Вопрос начет красок, купил модель Sd.Kfz.251/17 w/2cm Schwebelafette от DRAGON,как разобрася какие краски там нужны? Кроме Звездовских красок ничего нет в продаже.Интересуют камуфляжные цвета, с основными все ясно. Там Model master, а какие аналоги в звездовских красках?

И еще вопрос по поводу резиновых покрышек. Наблюдал следующую систему, модель БТР-70 (Звезда) комплектуется резиновыми покрышками, при контакте с пласмассой эта резина ее разъедала, после сборки от пластиковых ободов буквально потекли слезы. Всеми восемью ногами БТР прилипал ко всем поверхностям.
 Я собирал БМ Град от Алангера, там тоже резина, испугался что и у меня такое повторится, но оказалось напрасно, уже с год стоит и ничего.
Что это за резина такая агрессивная, кто-нибудь такое видел?

----------


## Казаков В.Ю.

> И еще вопрос по поводу резиновых покрышек. Наблюдал следующую систему, модель БТР-70 (Звезда) комплектуется резиновыми покрышками, при контакте с пласмассой эта резина ее разъедала, после сборки от пластиковых ободов буквально потекли слезы. Всеми восемью ногами БТР прилипал ко всем поверхностям.

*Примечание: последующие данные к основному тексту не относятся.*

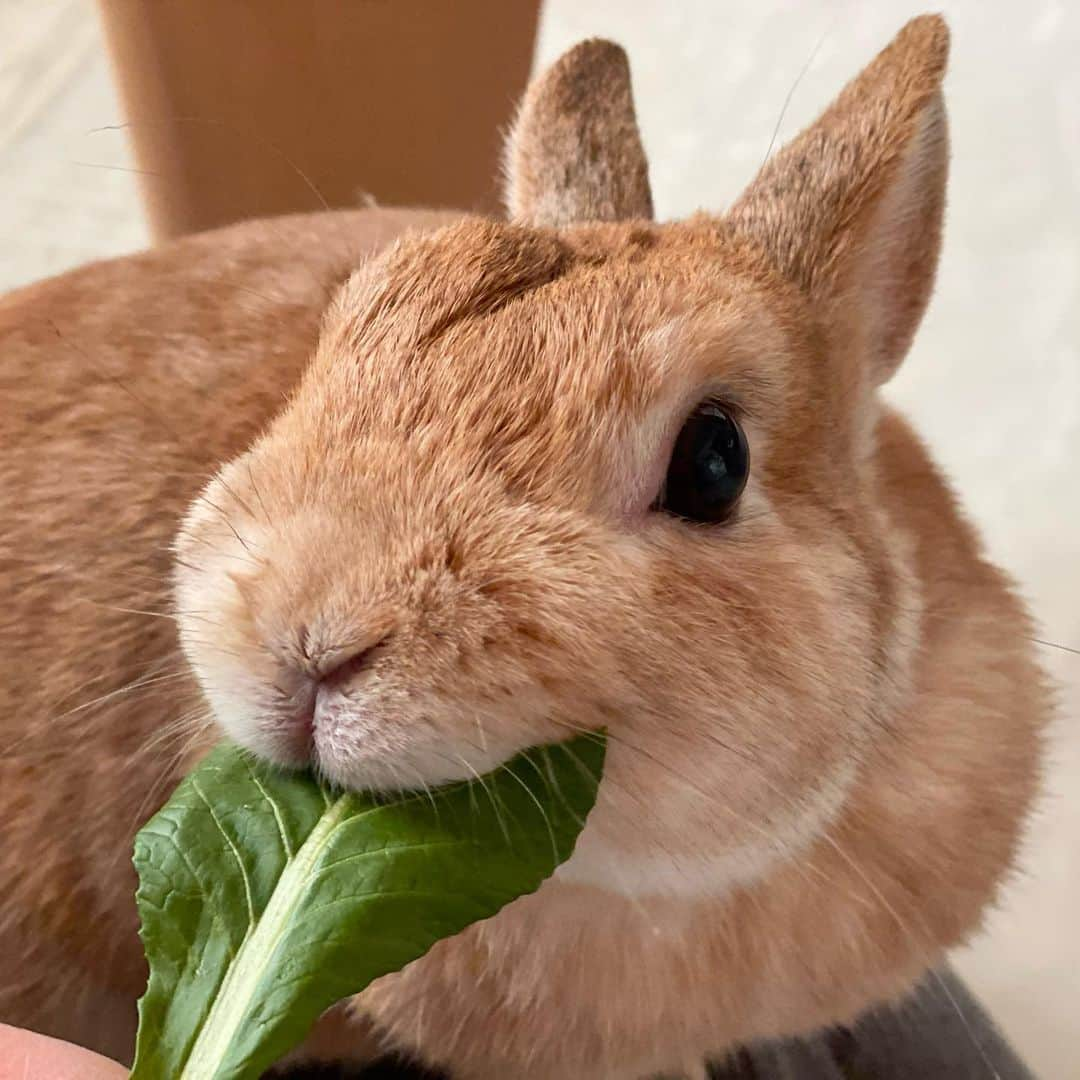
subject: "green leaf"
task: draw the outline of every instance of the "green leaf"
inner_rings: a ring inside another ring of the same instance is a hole
[[[603,765],[586,735],[388,799],[217,747],[135,838],[150,978],[133,1080],[258,1077],[334,1002],[537,889]]]

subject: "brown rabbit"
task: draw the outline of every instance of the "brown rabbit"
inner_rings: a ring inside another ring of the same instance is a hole
[[[946,53],[915,19],[727,215],[657,225],[586,42],[525,99],[509,224],[254,222],[0,305],[0,1016],[130,1053],[132,835],[218,729],[376,787],[609,732],[570,862],[354,999],[357,1057],[701,1075],[972,932],[1048,699],[878,395]]]

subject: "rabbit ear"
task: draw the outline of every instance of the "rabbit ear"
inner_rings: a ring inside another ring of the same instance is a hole
[[[823,310],[879,383],[900,366],[933,288],[948,138],[948,29],[908,23],[731,208]]]
[[[507,146],[510,217],[528,225],[651,218],[626,54],[583,41],[526,91]]]

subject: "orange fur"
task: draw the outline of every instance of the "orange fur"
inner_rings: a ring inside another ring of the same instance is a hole
[[[610,752],[571,861],[355,999],[357,1047],[467,1080],[692,1071],[903,993],[977,926],[1047,694],[876,394],[932,287],[946,45],[910,24],[726,218],[645,219],[624,59],[591,43],[523,107],[516,222],[366,261],[438,222],[253,224],[3,301],[4,1018],[123,1052],[131,835],[212,738],[158,734],[208,703],[296,760],[309,677],[373,647],[319,720],[335,780],[580,728]],[[712,395],[752,473],[702,528],[649,507]],[[194,680],[86,705],[173,677],[170,621],[119,609],[154,604],[178,527]]]

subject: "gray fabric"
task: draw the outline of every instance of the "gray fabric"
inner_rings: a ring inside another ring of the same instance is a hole
[[[324,1066],[276,1076],[449,1080],[390,1061],[360,1070]],[[928,976],[904,1001],[875,1009],[850,1028],[747,1047],[724,1065],[713,1066],[710,1076],[712,1080],[1034,1080],[983,1007],[947,970]]]
[[[989,1015],[950,971],[850,1028],[748,1047],[713,1080],[1032,1080]]]

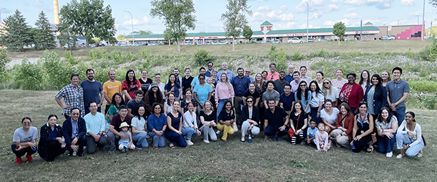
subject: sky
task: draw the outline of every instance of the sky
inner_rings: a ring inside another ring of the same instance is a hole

Услышав от коллег про обозначенную проблему, я при постройке БТР-80 просто проложил между резиной и дисками фольгу :Wink:  и ничего, уже четвертый год стоит.

----------


## Pepelatz

Если жёлтый камуфляж, то звезда советует свои краски: охра, немецкий жёлто-оливковый, зелёный.
У коричневых цветов оттенок плавает во все стороны, иногда охра становиться светло-коричневым и наоборот. Советую смотреть рисунки в сети при окраске, чтобы вовремя поправить цвет.

----------


## Константин Чиркин

> Услышав от коллег про обозначенную проблему, я при постройке БТР-80 просто проложил между резиной и дисками фольгу и ничего, уже четвертый год стоит.


Я эти места прокрашивал несколько раз кисточкой и тоже ничего.

----------


## OKA

Трудности перевода? 



" Лунный автомобиль X-37B OTV "

https://www.zvezda.org.ru/catalog/sb...37b-otv_27131/ 

 :Confused:

----------